Please note that we are not a pharmacy or clinic, so we are unable to see patients and do not offer diagnostic and treatment services for individuals.

AI-Powered Organ-on-Chip Platform

Alfa Cytology's AI-powered organ-on-chip platform integrates human-relevant microphysiological systems with image-based artificial intelligence. This technology enables predictive drug discovery while reducing animal model dependency. Fully customizable and end-to-end services support every stage, from tumor organoid generation and characterization to high-throughput screening and mechanistic analysis. Flexible partnership models deliver tailored solutions that align with specific research objectives, streamlining preclinical workflows and accelerating data-driven decisions.

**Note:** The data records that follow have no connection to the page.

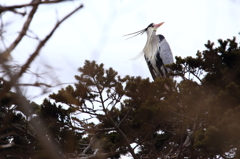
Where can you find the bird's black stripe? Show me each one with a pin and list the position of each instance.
(161, 37)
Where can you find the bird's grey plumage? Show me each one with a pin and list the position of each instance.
(157, 54)
(156, 51)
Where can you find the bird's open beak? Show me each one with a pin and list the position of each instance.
(158, 25)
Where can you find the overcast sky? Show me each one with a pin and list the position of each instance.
(96, 33)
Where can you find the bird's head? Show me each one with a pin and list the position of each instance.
(149, 30)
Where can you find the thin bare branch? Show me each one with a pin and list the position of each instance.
(22, 33)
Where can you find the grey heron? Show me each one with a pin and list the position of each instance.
(157, 51)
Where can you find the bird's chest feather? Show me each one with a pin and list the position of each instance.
(151, 49)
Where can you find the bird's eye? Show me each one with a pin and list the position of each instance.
(150, 25)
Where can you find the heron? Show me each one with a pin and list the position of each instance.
(156, 51)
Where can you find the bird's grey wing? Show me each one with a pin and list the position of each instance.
(165, 51)
(151, 69)
(163, 72)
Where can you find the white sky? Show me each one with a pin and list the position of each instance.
(95, 33)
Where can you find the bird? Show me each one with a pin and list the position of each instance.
(156, 51)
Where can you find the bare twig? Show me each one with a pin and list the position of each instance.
(22, 33)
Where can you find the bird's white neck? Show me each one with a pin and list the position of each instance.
(151, 45)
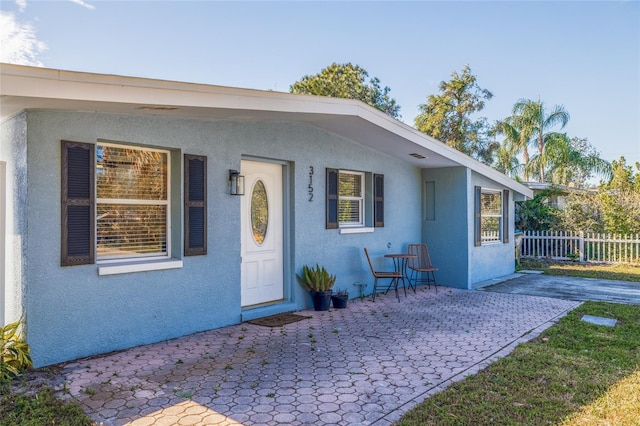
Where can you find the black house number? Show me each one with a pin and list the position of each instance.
(310, 183)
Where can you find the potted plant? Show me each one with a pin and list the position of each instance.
(319, 283)
(339, 299)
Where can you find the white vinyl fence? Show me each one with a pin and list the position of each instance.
(580, 246)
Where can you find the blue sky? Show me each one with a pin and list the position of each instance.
(582, 55)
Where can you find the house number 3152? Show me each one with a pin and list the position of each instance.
(310, 183)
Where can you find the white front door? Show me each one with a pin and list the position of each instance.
(262, 233)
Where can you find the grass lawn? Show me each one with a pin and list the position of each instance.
(585, 270)
(40, 409)
(575, 373)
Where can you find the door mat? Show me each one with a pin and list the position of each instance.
(278, 320)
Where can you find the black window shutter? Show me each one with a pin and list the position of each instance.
(505, 216)
(332, 199)
(195, 205)
(378, 201)
(78, 203)
(477, 220)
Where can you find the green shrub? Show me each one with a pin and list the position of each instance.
(14, 352)
(316, 279)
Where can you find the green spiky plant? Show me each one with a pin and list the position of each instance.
(14, 352)
(316, 279)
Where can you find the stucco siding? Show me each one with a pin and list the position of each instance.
(446, 233)
(13, 150)
(96, 314)
(493, 260)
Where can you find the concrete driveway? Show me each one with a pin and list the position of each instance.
(570, 288)
(367, 364)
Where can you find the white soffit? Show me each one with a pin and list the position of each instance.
(23, 87)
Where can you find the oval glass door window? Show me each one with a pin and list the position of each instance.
(259, 212)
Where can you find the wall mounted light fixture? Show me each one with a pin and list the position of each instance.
(236, 183)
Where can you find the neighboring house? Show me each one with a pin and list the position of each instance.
(118, 228)
(558, 197)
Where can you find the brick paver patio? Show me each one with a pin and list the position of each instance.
(367, 364)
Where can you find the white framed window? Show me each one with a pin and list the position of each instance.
(491, 216)
(132, 202)
(350, 198)
(354, 201)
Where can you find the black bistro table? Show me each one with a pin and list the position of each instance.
(400, 265)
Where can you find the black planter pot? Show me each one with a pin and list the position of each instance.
(321, 300)
(339, 302)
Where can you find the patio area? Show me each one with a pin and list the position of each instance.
(364, 365)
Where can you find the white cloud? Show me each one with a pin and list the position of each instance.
(82, 3)
(22, 4)
(18, 42)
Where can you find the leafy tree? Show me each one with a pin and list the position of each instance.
(447, 116)
(348, 81)
(570, 161)
(620, 199)
(614, 209)
(536, 214)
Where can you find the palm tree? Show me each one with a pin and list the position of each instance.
(567, 164)
(532, 121)
(514, 143)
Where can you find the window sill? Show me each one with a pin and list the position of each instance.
(363, 230)
(138, 266)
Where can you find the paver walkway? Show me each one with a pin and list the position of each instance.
(367, 364)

Overview of the AI-Powered Organ-on-Chip Platform

This platform combines microfluidic engineering with advanced computational analytics to replicate human organ pathophysiology in vitro. Unlike conventional static cultures, the system supports dynamic perfusion, multicellular co-culture, and real-time imaging. AI-driven image analysis extracts multiplexed morphological and functional endpoints, enabling unbiased, high-content phenotyping. Key capabilities include:

Microfluidic Engineering

Channel designs allow spatial control of hydrogel and perfusion, enabling stable co-culture of multiple cell types and recapitulating paracrine signaling and cellular interactions similar to in vivo conditions.

Dynamic Perfusion

Continuous medium flow supplies nutrients and removes waste, mimicking blood circulation. This supports long‑term culture, real‑time monitoring, and higher physiological relevance than static systems.

AI‑Driven Analytics

Machine learning pipelines can be integrated to process morphological, secretory, and multi‑omics data from high‑content imaging. Unbiased pattern detection identifies subtle phenotypic responses and predicts drug efficacy or toxicity.

Multimodal Integration

Image‑based features are combined with transcriptomic, proteomic, and metabolic datasets. The resulting multiplexed profiles capture cellular heterogeneity and enable predictive modeling of drug responses.

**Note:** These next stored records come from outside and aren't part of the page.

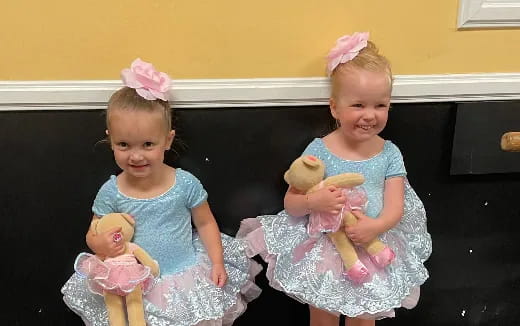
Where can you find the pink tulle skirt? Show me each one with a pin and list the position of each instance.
(120, 275)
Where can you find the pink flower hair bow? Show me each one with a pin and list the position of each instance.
(347, 48)
(148, 82)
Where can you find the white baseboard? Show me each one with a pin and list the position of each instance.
(256, 92)
(488, 14)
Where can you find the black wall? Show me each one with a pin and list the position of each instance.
(51, 168)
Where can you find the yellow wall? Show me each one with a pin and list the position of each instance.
(94, 39)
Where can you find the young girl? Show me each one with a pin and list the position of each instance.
(361, 89)
(205, 277)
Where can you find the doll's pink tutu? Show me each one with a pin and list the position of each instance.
(119, 275)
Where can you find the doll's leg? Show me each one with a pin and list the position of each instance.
(320, 317)
(359, 322)
(380, 254)
(115, 308)
(134, 307)
(354, 268)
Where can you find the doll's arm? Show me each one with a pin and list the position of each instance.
(144, 258)
(326, 200)
(344, 180)
(207, 228)
(102, 244)
(296, 202)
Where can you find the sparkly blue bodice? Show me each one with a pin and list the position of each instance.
(386, 164)
(163, 223)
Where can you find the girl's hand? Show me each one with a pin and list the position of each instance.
(105, 244)
(366, 229)
(326, 200)
(218, 275)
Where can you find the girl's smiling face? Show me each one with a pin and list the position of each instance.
(361, 103)
(138, 139)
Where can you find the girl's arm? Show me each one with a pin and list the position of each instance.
(210, 235)
(367, 228)
(103, 244)
(327, 200)
(393, 204)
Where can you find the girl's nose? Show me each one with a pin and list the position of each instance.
(136, 156)
(369, 114)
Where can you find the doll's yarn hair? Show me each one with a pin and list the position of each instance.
(127, 98)
(369, 59)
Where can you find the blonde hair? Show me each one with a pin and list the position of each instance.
(127, 99)
(367, 59)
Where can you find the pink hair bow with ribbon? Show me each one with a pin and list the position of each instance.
(148, 82)
(347, 48)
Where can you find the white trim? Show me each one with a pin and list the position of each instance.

Strengths and Limitations of Existing Preclinical Models

Traditional preclinical models often fail to predict human responses accurately, leading to late‑stage attrition and high development costs. Each model system presents a distinct trade‑off between biological relevance, throughput, cost, and turnaround time. The table below summarizes key advantages and limitations of commonly used platforms.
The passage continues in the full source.